In the past six months, my analysis of the University of Utah’s basketball recruiting has revolved around the players the Ute staff barely missed signing and those who came to the school and subsequently left.
I may have given coach Larry Krystkowiak and his staff too much credit for coming close to landing the likes of Arizona’s Lauri Markannen and Gonzaga’s Zach Collins and Killian Tillie. I may have overly criticized them for failing to retain the nine players who have transferred in the past two years. The circumstances vary in each athlete’s case, although I’ll stick with the belief that Utah’s evaluations and expectations should have been more thorough.
In any case, with the variable that nobody knows for sure how these incoming athletes’ careers will play out, the Ute coaches deserve praise for what they’re doing with the 2018 recruiting class. They have commitments from a junior college guard and four high school players — including guard Devante Doutrive, who graduated this year and will redshirt in 2017-18. The others plan to sign in November and arrive next year.

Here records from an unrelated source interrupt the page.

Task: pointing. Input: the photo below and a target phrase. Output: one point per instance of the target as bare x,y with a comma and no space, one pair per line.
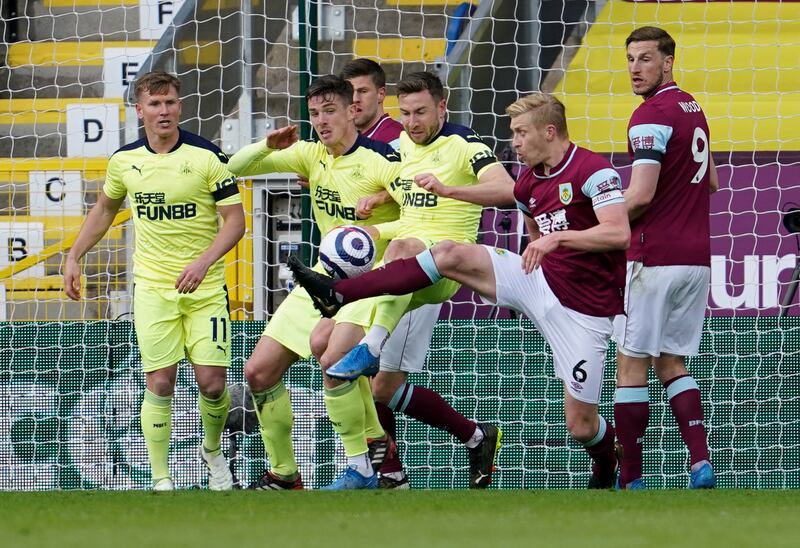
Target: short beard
650,91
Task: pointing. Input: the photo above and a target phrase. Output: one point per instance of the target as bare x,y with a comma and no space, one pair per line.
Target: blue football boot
636,485
703,478
359,361
351,479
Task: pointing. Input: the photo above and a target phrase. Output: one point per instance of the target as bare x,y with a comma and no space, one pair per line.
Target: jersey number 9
698,155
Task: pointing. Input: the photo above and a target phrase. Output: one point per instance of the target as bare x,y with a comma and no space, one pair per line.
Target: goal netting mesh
70,373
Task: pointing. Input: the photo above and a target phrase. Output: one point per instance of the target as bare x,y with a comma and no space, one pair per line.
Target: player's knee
319,344
400,249
667,367
447,254
581,427
213,387
161,386
383,389
326,360
260,376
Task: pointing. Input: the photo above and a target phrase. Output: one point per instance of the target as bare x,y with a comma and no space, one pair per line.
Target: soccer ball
347,251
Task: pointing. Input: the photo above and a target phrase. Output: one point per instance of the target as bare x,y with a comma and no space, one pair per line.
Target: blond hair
544,108
156,83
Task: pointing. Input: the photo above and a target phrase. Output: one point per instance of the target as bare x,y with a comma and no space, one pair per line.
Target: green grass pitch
411,519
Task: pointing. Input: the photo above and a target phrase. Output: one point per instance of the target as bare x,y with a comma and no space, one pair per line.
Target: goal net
70,373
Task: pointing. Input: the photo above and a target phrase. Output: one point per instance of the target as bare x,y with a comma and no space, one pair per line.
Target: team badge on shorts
565,193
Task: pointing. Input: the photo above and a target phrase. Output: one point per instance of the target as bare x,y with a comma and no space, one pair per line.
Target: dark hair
666,45
156,83
365,67
421,81
331,85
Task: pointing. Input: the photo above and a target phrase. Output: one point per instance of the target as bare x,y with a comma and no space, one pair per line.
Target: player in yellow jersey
447,175
177,184
342,168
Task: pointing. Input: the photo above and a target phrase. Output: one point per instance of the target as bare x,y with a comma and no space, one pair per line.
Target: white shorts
579,342
408,345
664,310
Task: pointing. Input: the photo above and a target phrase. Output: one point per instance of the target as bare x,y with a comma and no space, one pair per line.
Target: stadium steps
730,56
38,127
59,62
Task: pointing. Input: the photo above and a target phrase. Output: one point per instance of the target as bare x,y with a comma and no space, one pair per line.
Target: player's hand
365,205
282,138
72,279
192,276
537,249
429,182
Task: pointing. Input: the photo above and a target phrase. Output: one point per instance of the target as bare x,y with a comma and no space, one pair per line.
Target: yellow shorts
296,317
172,325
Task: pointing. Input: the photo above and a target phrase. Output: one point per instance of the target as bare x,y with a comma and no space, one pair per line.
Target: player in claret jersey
569,281
669,257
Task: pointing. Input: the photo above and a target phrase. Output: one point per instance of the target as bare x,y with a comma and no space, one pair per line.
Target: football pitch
411,519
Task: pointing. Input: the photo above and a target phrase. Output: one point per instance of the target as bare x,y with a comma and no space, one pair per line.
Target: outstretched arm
612,233
495,188
255,159
94,227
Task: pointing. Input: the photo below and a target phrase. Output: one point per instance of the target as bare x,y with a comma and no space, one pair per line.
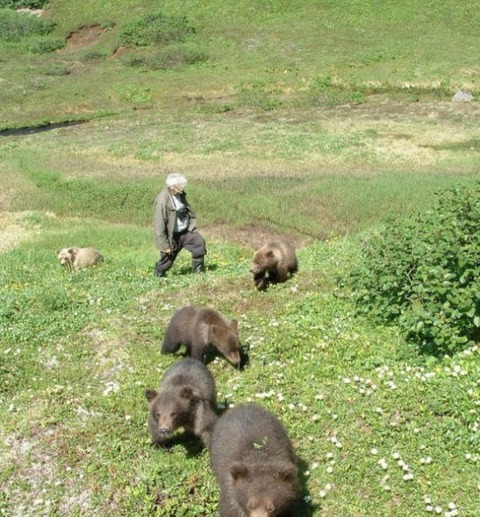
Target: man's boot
198,265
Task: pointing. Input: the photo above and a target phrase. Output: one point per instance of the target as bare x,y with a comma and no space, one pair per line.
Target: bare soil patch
85,37
12,230
251,238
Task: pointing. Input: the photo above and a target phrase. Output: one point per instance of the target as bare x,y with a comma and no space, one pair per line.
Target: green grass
313,121
261,55
78,351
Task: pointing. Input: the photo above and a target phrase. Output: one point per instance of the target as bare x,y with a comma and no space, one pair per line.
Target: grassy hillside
308,119
259,54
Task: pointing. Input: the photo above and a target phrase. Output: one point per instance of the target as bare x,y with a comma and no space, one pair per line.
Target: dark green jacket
164,219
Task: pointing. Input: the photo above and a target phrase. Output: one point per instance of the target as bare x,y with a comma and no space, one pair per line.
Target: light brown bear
77,258
187,398
254,464
274,262
198,328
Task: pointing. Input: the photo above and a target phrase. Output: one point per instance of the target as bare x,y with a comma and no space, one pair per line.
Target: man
175,226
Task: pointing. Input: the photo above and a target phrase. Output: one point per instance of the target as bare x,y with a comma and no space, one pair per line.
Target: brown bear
197,328
273,263
187,398
254,464
77,258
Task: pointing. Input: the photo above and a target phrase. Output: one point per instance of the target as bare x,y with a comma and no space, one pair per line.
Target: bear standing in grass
197,328
77,258
274,262
187,398
254,464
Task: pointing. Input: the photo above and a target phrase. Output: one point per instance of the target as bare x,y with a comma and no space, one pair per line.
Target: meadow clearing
278,135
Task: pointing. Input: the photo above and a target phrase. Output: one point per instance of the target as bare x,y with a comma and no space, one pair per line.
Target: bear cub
274,262
78,258
254,464
198,328
187,398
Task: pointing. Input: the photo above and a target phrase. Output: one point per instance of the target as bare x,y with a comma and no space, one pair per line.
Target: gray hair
175,178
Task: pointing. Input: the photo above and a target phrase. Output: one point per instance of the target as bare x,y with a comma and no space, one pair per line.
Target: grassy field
313,120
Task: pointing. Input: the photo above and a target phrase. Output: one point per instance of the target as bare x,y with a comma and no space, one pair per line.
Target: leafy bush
14,26
424,273
155,29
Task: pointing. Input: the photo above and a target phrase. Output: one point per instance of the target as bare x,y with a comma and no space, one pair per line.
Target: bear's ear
186,392
150,394
238,471
216,331
287,474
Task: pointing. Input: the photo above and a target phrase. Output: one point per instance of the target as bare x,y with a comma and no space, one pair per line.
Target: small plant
155,29
424,273
14,26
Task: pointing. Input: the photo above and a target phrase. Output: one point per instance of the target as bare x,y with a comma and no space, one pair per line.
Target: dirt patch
86,37
251,238
12,230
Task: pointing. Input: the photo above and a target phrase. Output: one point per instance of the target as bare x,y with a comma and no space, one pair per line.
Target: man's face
177,189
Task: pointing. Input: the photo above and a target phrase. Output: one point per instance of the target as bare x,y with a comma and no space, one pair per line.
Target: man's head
176,182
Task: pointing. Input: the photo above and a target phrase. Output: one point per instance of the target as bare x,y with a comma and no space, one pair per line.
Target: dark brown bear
187,398
254,464
273,263
197,328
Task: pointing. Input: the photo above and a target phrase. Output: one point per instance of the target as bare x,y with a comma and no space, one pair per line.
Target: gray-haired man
175,226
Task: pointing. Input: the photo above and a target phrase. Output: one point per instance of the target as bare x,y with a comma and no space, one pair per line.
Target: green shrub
14,26
424,273
155,29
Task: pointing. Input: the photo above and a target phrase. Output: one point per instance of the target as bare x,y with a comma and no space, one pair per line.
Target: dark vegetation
423,273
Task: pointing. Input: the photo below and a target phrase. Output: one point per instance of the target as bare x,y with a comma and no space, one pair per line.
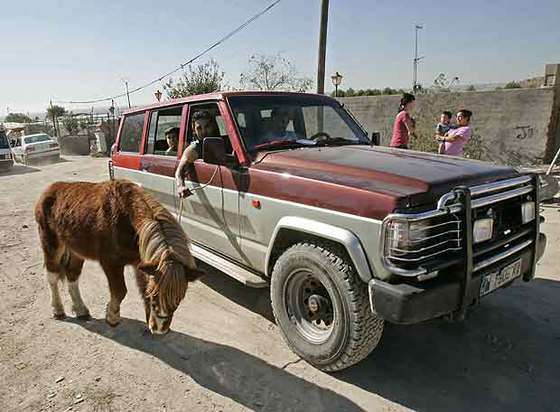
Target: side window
131,135
163,134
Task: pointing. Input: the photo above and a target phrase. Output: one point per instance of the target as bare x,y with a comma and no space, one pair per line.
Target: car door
126,158
211,213
157,163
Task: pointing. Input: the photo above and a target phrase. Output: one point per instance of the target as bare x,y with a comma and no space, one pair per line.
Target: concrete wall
74,145
509,126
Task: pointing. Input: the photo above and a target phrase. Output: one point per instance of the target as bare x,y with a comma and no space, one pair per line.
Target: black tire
354,330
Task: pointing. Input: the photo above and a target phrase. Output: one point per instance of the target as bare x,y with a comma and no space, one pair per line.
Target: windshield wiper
338,141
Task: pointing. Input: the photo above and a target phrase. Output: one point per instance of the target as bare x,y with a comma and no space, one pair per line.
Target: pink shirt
455,148
400,132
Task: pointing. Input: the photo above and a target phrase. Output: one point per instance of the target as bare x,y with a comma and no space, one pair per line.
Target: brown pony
117,224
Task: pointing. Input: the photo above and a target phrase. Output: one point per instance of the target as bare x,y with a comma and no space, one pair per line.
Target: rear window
37,138
3,141
131,134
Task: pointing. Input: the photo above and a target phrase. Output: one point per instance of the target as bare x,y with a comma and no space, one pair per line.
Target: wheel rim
309,306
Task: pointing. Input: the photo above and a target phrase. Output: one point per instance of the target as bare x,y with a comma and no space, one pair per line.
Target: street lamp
336,79
158,95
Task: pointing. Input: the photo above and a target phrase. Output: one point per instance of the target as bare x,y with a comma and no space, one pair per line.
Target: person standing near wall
403,126
456,139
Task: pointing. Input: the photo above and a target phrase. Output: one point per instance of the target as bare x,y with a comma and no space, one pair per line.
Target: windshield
3,140
268,122
37,138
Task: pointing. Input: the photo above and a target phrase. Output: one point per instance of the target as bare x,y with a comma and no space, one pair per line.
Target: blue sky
65,50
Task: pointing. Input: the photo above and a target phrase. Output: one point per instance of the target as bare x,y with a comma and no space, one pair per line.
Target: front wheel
322,307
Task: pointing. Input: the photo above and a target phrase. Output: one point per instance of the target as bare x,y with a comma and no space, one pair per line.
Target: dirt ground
225,353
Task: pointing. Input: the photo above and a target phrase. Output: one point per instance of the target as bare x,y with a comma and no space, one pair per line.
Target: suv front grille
415,244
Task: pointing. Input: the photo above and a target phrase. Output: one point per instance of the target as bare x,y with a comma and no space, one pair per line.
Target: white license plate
496,279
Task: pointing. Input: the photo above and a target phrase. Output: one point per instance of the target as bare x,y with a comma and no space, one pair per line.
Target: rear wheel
322,307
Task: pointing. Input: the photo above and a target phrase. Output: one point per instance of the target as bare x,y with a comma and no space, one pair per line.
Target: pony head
164,285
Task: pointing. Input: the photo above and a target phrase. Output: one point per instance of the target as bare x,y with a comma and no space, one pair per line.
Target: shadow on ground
225,370
505,356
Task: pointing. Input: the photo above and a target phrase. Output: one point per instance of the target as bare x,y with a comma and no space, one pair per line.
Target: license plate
499,278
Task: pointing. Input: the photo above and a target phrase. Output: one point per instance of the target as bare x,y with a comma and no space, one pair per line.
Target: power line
182,65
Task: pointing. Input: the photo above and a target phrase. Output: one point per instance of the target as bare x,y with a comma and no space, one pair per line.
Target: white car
35,146
6,160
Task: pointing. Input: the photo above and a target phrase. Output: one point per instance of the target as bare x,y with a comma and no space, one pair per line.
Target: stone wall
513,127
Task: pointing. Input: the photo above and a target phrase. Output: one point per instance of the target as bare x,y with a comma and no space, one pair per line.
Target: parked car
34,147
291,193
6,161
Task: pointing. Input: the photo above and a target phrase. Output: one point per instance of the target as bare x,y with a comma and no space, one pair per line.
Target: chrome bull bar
463,200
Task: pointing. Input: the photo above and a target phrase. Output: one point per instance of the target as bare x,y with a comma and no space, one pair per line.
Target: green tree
18,118
273,72
512,85
204,78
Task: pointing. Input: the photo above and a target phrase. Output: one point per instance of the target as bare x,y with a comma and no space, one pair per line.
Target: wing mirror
214,151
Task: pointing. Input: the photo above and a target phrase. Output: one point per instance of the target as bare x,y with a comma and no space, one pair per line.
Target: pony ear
149,268
193,274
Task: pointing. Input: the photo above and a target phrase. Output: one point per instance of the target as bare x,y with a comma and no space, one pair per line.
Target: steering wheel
320,136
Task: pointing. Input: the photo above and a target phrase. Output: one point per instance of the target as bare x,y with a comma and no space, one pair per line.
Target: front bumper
406,303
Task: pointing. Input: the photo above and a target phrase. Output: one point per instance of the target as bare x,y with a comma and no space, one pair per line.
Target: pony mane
163,242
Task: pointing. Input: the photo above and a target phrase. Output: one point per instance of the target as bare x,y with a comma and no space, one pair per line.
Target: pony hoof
112,324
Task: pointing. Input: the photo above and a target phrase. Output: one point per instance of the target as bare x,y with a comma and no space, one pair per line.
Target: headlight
482,230
527,212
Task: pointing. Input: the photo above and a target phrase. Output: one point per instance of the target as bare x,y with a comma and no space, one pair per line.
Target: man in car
203,125
172,137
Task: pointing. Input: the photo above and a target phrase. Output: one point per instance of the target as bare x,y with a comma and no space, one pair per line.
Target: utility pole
322,47
127,94
54,118
416,59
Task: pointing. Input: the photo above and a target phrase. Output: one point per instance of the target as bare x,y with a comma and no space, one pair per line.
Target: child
443,127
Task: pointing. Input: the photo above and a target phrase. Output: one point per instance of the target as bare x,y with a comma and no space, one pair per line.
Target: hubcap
309,306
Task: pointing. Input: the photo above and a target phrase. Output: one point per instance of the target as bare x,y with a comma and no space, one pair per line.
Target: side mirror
214,151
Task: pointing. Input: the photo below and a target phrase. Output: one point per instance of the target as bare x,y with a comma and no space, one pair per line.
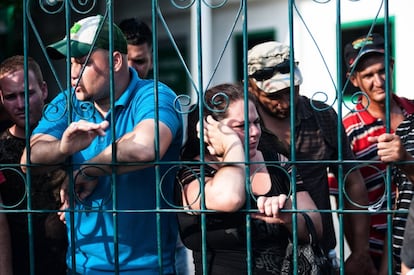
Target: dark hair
136,32
16,63
216,102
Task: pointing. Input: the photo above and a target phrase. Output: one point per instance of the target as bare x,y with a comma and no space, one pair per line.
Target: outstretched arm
269,212
225,191
46,149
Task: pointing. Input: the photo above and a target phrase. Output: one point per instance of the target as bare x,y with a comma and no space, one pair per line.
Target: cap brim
59,49
279,82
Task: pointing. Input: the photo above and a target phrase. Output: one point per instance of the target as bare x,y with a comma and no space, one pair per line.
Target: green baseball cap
82,36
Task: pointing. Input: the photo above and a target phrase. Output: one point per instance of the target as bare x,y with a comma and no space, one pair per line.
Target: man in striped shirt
365,60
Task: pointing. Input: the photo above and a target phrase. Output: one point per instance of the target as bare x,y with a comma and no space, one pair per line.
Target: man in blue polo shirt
112,135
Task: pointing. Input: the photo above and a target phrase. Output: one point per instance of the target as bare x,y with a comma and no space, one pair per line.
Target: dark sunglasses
268,72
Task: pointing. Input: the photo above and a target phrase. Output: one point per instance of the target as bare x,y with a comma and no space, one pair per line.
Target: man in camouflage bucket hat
315,140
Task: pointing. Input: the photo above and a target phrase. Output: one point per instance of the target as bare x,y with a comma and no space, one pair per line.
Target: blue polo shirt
93,223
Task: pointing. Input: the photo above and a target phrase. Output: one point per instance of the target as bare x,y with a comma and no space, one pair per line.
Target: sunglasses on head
268,72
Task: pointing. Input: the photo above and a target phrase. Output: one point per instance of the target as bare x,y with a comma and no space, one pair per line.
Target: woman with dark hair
234,183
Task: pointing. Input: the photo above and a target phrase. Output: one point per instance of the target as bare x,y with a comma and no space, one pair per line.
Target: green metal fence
39,16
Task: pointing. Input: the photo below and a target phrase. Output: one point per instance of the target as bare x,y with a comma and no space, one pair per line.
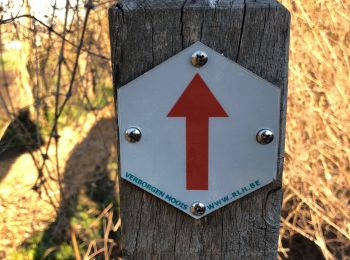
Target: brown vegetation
70,83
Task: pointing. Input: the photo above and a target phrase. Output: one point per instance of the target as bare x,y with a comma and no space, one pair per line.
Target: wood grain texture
255,34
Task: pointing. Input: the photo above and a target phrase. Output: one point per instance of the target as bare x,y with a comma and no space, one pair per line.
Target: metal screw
199,59
133,135
264,136
197,208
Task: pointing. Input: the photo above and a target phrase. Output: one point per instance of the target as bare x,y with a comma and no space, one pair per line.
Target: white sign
199,150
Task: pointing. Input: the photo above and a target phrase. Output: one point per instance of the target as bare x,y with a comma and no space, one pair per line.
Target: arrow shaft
197,142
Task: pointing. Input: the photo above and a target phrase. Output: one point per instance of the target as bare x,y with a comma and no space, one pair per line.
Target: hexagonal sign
199,133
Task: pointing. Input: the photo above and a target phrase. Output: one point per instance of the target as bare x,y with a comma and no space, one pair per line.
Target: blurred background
58,181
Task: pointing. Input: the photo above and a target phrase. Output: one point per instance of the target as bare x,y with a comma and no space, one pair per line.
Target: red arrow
197,104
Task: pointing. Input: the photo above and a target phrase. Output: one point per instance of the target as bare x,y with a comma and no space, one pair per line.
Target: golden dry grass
316,178
317,168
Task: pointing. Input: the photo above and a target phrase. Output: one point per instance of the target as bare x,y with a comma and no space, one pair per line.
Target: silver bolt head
197,208
264,136
133,135
199,59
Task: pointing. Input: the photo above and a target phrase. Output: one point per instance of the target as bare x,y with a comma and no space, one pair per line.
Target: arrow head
197,101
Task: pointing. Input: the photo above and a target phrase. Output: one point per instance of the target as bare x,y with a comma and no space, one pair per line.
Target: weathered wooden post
255,34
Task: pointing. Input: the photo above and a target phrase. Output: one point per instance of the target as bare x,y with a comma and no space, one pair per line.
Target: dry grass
316,180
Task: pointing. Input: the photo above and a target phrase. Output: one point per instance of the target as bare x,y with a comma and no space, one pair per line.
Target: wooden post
255,34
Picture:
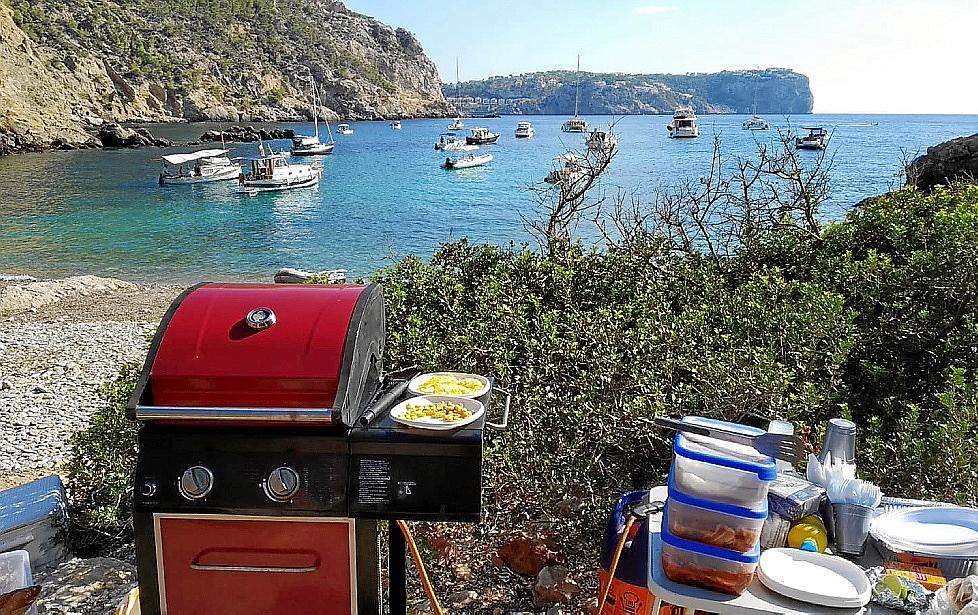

The momentum may have started with a 2019 high school graduate. The early August commitment of Olympus point guard Rylan Jones, a son of Utah director of basketball operations Chris Jones, logically played a part in the others’ pledges. He’s the kind of player other guys want to join.
The other commitments:
• Charles Jones II, a 6-foot-2 guard from the College of Southern Idaho
• Naseem Gaskin, a 6-3 guard from Bishop O’Dowd High School in Oakland, Calif.
• Devante Doutrive, a 6-5 guard from Birmingham High School in Van Nuys, Calif.
• Timmy Allen, a 6-5 wing from Red Mountain High School in Mesa, Ariz.
• Riley Battin, a 6-10 forward from Oak Park (Calif.) High School.
Jones, Doutrive, Allen and Battin are four-star recruits. Exactly how they will blend into the program and create roles for themselves will be interesting to see, but I know this: Fans who closely follow Ute basketball recruiting are revved up, after being disappointed in recent years. Krystkowiak, whose contract runs through 2023, is showing signs of building a strong program well into the next decade.
And this recruiting class undoubtedly will ease some of the disappointment of last season — and the coming season.
With the loss of forward Kyle Kuzma as a first-round pick of the Los Angeles Lakers, the Utes are unlikely to make the NCAA Tournament in 2018, after settling for the NIT last year. But nobody can question the recruiting efforts of Krystkowiak and his staff lately – and even if they had landed Markkanen or Collins, those guys are already in the NBA.